Manufacturers are counting on technologies and systems known collectively as Industry 4.0 to drive efficiencies and unleash new revenue streams in their sectors. Industry 4.0 leverages sensor technologies, advanced analytics, artificial intelligence, and machine learning capabilities to collect and analyze data.
Benefits include reducing production downtime, improving product quality, and enabling proactive maintenance.
But important factors, including legacy operations and failure to effectively engage frontline workers in operational redesign, often stand in the way of such large-scale transformation.
Momentum for Industry 4.0 is growing — one report by Statista projects the market will swell from $263 billion in 2021 to $1.1 trillion by 2028.
Interest is surging, in part, because sensor networks are the backbone for creating feedback loops to identify hidden factories, the poorly understood processes and workarounds that drive up production costs and slow systems down.
Spending on Industry 4.0 will swell from $263 billion in 2021 to $1.1 trillion by 2028.
Yet as organizations roll out Industry 4.0, they often end up collecting data at a much faster rate than it can be utilized, according to MIT Sloan senior lecturer
Carrier, who teaches the MIT executive education course “Implementing Industry 4.0: Leading Change in Manufacturing and Operations,” argues that the biggest impediments to Industry 4.0 transformation are operations practices and legacy mindsets that keep employees tethered to familiar work patterns, despite investment in new technologies and business process innovations.
Among the core challenges are:
Lack of standardization. There are too many variations in the old ways of working, which make it difficult to discover the business processes and workflows that will reduce business risk and improve productivity.

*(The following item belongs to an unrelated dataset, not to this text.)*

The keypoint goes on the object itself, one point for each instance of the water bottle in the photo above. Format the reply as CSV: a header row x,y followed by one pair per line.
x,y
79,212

Ghosts of old technology. When new technologies and ways of working present a challenge, some employees will go back to what is familiar. Until employees develop confidence in the new technology, they will revert to the old system when put under pressure. Value is not realized until the old ways of working are phased out.
Insufficient preparation. Companies that invest in the latest sensors and advanced software often underestimate the level of workforce training required to use those tools to improve maintenance and diagnostics. Capital-intensive systems require more preparation — the level of preparation and training should be matched to the complexity of the machinery.
A blueprint for transformation
Based on experience with industrial clients, Carrier has formulated a blueprint to avoid the trap of purchasing technology that is underutilized or doesn't deliver the intended business outcomes. He advocates for a more measured transition process that draws on systems thinking and addressing cultural norms.
This will scope lofty Industry 4.0 visions into practical strategies and manageable next steps designed to improve internal processes. Key steps include:
Focusing on critical but manageable problems that will drive initial stages of transformation. Manufacturers often install networks comprised of hundreds of sensors and only then circle back to solve a specific problem. Technology does not make problems disappear. In fact, technology can exacerbate problems by creating data overload and eroding employees' trust in the new system.
“Wiring up and fixing five pieces of equipment instead of initially wiring up 500 can be advantageous,” Carrier said. “Otherwise, you risk spending 12 to 18 months on data warehousing, sensor calibration, and maintenance before realizing improvements in performance.”
Instead of launching a full-scale network with hundreds of sensors, Carrier recommends a moderated approach that pinpoints a specific problem and harnesses Industry 4.0 capabilities to solve it. Engaging employees to reveal critical stress points in their jobs and evaluating processes to identify opportunities for improvement and value creation is essential for broader transformation.
“The system is trying to tell you where it needs help,” Carrier said. “You have to learn to listen to the system to determine where sensors are needed. Use technology to help see what is missing and engage your operators in problem-solving.”
Start with “seeing” the missing feedback loops. Knowing where to establish a feedback loop is critical to Industry 4.0’s business value, but the question is where to start. The search for hidden factories can be fertile ground, as this exercise presents an opportunity to listen to the system and identify the largest gaps. It is also important to put processes in place that reduce the time from measurement to action. Collecting data that sits in a database or spreadsheet is insufficient to drive change.
For example, Heineken Mexico applied learning from this approach to solve a bottleneck at its production plant.
Sequence in technology adoption while removing unsustainable current systems. Deploying new technologies like sensors, cloud platforms, and advanced algorithms can empower workers with new insights. But as soon as they run into problems or encounter systems that are complex and unwieldy, they are going to revert to old systems and traditional ways of working.
By introducing tightly scoped and incremental Industry 4.0 initiatives, workers can more easily digest new systems and adjust to new work patterns. At the same time, it is important to remove old systems to eliminate fallback possibilities. Subtraction is harder than addition, and leaders must provide the space and time for their employees to incorporate the new technology and redesign their work.